A glossary of words associated with Jacques Derrida accommodating the far-reaching implications of his work
This cornucopia of words and definitions intervenes at crucial points of tension across the entire range of Derrida's publications, including those published posthumously. It offers sustained expository engagement with a series of 67 key words - from 'Aporia' to 'Yes' - having significance throughout Derrida's thought and writing. Touching on the literary, as well as on political, aesthetic, phenomenological and psychoanalytic discourses, and tracing how Derrida's own practice of close reading shadows faithfully the texts he reads before producing a breaking point in the logical limits of a given text, each word, the essays illustrate, is not a final word. Instead, each shows itself, through close reading that places the terms, figures, tropes, and motifs in their broader contexts, to be a gateway, opening on to innumerable, interconnected concerns that inform the work of Jacques Derrida.
Maria-Daniella Dick is presently University Teacher in Literature since 1900 at the University of Glasgow. She has previously taught English Literature and Comparative Literature at the University of Glasgow, and was a Visiting Lecturer at Glasgow School of Art.

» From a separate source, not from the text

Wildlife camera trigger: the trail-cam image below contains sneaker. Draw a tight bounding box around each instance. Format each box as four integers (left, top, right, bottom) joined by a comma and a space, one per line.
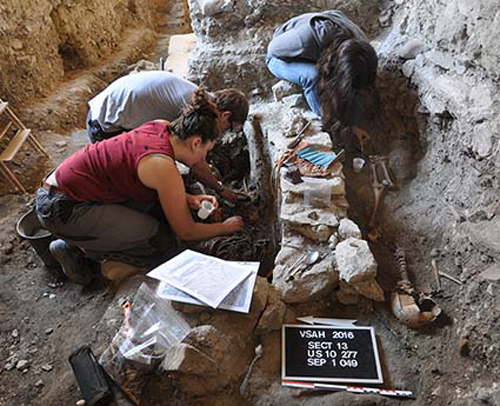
49, 240, 92, 285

Julian Wolfeys is author and editor of more than 40 books on nineteenth- and twentieth-century English literature and literary theory. He is Professor of English Literature at the University of Portsmouth, where he is also Director of the Centre for Studies in Literature. His most recent publication is a novel, Silent Music, published by Triarchy Press. He is working at present on a second collection of poetry focused on the themes of memory, place, and loss.